# Once your Groundtruth job has completed, lets prepare for training

This notebook walks you through the steps we have taken to process the object detection label output from Ground Truth to prepare it for model training in SageMaker. 

1. [Join together outputs from multiple labeling jobs](#join_output)
1. [Filter out labels that did not meet our quality bar](#filter_bad_labels)
1. [Generate TFRecords for import into Tensorflow](#generate_records)
1. [Upload Records to S3](#upload_records)
1. [data augmentation](#data_aug)

## Setup

In [1]:
BUCKET = 'cvml-sagemaker-repo'
JOB_NAME = 'wakeboarder-detection' 

### Import dependencies and define helper functions

In [2]:
import numpy as np
import random
import os, shutil
import json
import boto3
import botocore
import sagemaker

In [3]:
sagemaker_client = boto3.client('sagemaker')

def make_tmp_folder(folder_name):
    try:
        os.makedirs(folder_name, exist_ok=False)
    except FileExistsError:
        print("{} folder already exists".format(folder_name))
        
def read_manifest_file(file_path):
    with open(file_path, 'r') as f:
        output = [json.loads(line.strip()) for line in f.readlines()]
        return output

### Specify the Ground Truth labeling job id(s)  from the jobs section in the Sagemaker console.

In [4]:
## if using your own Ground Truth labeling job, replace below with appropriate job IDs
LABEL_JOB_IDS = ['wakeboarder-detection']


In [5]:
TMP_FOLDER_NAME = 'tmp' 
make_tmp_folder(TMP_FOLDER_NAME)


tmp folder already exists


## 1. Enable Flexibility and Join outputs from multiple jobs <a href id='join_output'></a>

To be able to iterate on Ground Truth jobs, this process can join outputs from multiple jobs.
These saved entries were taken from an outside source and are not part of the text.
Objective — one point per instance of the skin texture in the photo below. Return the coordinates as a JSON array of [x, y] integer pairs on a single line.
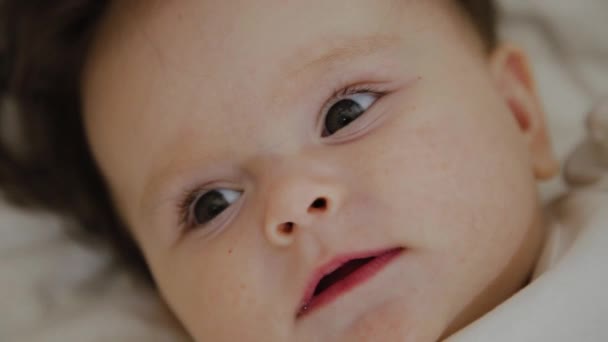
[[188, 95]]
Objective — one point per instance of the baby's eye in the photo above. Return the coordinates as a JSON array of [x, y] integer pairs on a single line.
[[212, 203], [347, 110]]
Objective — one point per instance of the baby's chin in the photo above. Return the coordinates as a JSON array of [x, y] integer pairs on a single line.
[[392, 321]]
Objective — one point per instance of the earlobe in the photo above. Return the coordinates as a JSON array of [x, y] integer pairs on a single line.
[[515, 82]]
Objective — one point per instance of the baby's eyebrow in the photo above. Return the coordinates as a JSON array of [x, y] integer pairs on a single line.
[[336, 51]]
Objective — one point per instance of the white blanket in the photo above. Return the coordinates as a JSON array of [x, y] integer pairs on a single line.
[[53, 290]]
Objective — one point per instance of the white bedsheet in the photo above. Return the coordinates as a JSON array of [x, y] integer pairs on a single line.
[[50, 288]]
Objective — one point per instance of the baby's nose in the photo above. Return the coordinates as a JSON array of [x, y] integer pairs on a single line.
[[298, 202]]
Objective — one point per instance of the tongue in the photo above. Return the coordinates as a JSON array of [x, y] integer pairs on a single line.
[[339, 274]]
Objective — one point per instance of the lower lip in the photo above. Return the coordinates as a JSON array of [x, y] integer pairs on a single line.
[[358, 277]]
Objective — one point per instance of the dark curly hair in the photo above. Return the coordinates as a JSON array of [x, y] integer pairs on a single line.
[[45, 162]]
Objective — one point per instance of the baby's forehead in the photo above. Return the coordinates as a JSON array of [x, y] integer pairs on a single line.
[[151, 67]]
You can still run this cell if you have only 1 job. 

The below code takes one or more Ground Truth job IDs, download the output (Augmented Manifest File format) and join them together into one array for manipulation 

In [6]:
joined_outputs = []

def get_output_manifest_s3_uri(label_job_id):
    # uncomment below if you are using your own Ground Truth labeling job 
     return sagemaker_client.describe_labeling_job(LabelingJobName=label_job_id)['LabelingJobOutput']['OutputDatasetS3Uri']

for label_job_id in LABEL_JOB_IDS: 
    output_manifest_s3_uri = get_output_manifest_s3_uri(label_job_id)
    output_manifest_fname = "{}-{}".format(label_job_id, os.path.split(output_manifest_s3_uri)[1])
    !aws s3 cp $output_manifest_s3_uri $TMP_FOLDER_NAME/$output_manifest_fname
    output_manifest_local_path = os.path.join(TMP_FOLDER_NAME, output_manifest_fname)
    output_manifest_lines = read_manifest_file(output_manifest_local_path)
    print("loaded {} lines from {}".format(len(output_manifest_lines), output_manifest_local_path))
    joined_outputs += output_manifest_lines
    
print("loaded total of {} lines".format(len(joined_outputs)))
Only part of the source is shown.